The first and most common question from Overview users is how do I get my documents in? The answer varies depending the format of your material. There are three basic paths to get documents into Overview: as multiple PDFs, from a single CSV file, and via DocumentCloud. But there are several other tricks you might need, depending on your situation.
1. The simple case – a folder full of PDFs
If your documents are searchable PDFs the process is easy. Choose “Upload PDF files” and add each document using the file selection dialog box. You can add all files in a folder in one step by clicking on the first file, then scrolling down and shift+clicking on the last file. There are two potential snags: the PDFs must be searchable, and individual documents must be in individual files. If your PDFs are scanned documents or all documents are in a small number of huge PDFs, see below.

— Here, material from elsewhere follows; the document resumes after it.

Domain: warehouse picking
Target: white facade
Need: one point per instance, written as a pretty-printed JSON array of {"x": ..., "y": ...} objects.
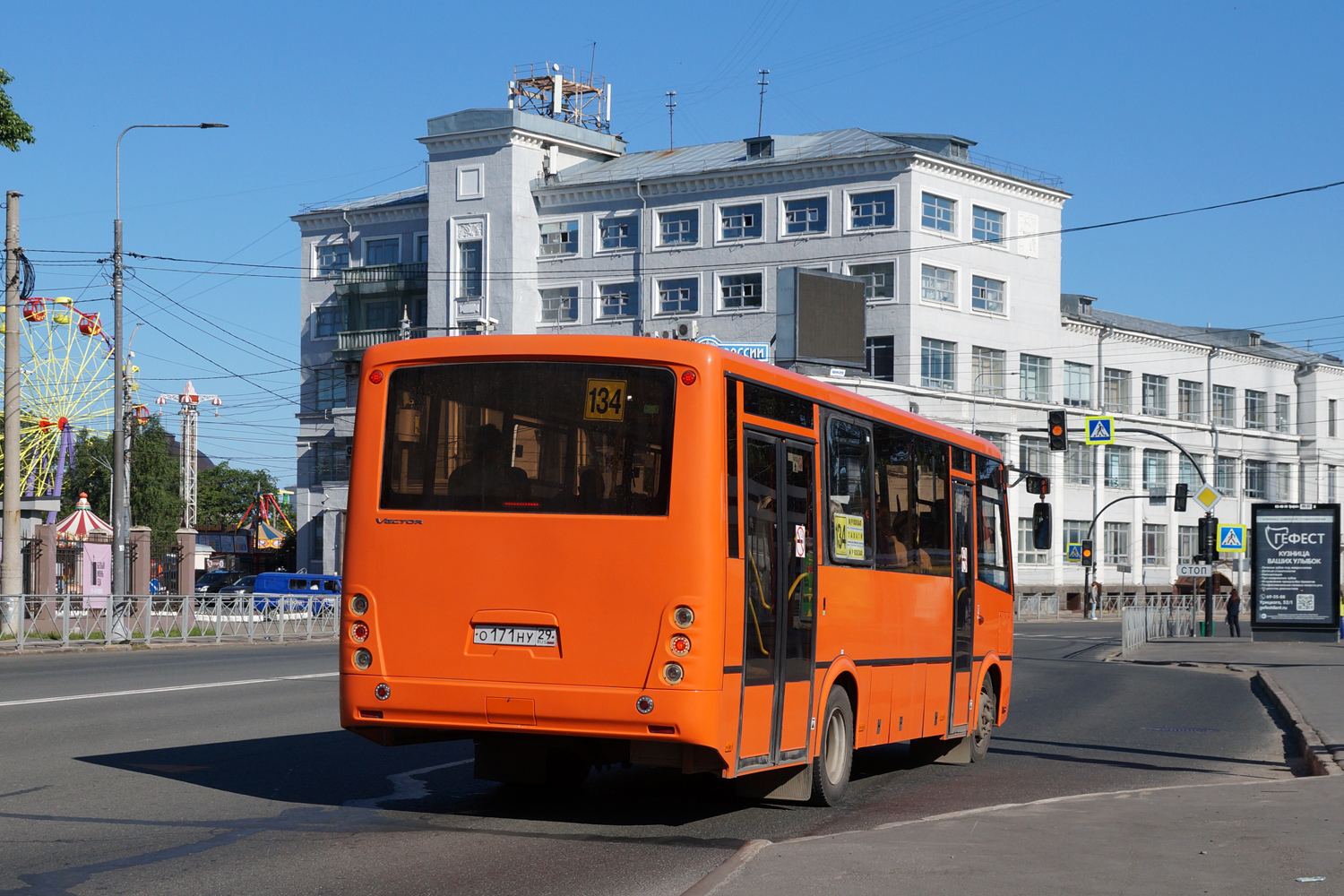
[{"x": 530, "y": 225}]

2. Journalist collaboration – DocumentCloud project import
DocumentCloud is collaborative document hosting service operated exclusively for professional journalists. It supports upload, OCR, search, annotation, publishing of documents, which may be public or private. Overview can import a DocumentCloud project directly, and DocumentCloud’s annotation tools are available directly within the Overview document viewer. This method is a good choice if you have access to DocumentCloud and the document set isn’t too large, up to a few thousand documents.
3. Documents as data – a CSV file
Overview can read an entire document set as a single CSV file, with one row per document containing the document text and optional information such as URL, tags, and unique ID. This might sound more complex than it is; the simple format is documented here. A CSV file is a good choice if you need to bring data in from another application, such as a social media monitoring tool. You also use a CSV file to import tags, which can be used to compare text to data.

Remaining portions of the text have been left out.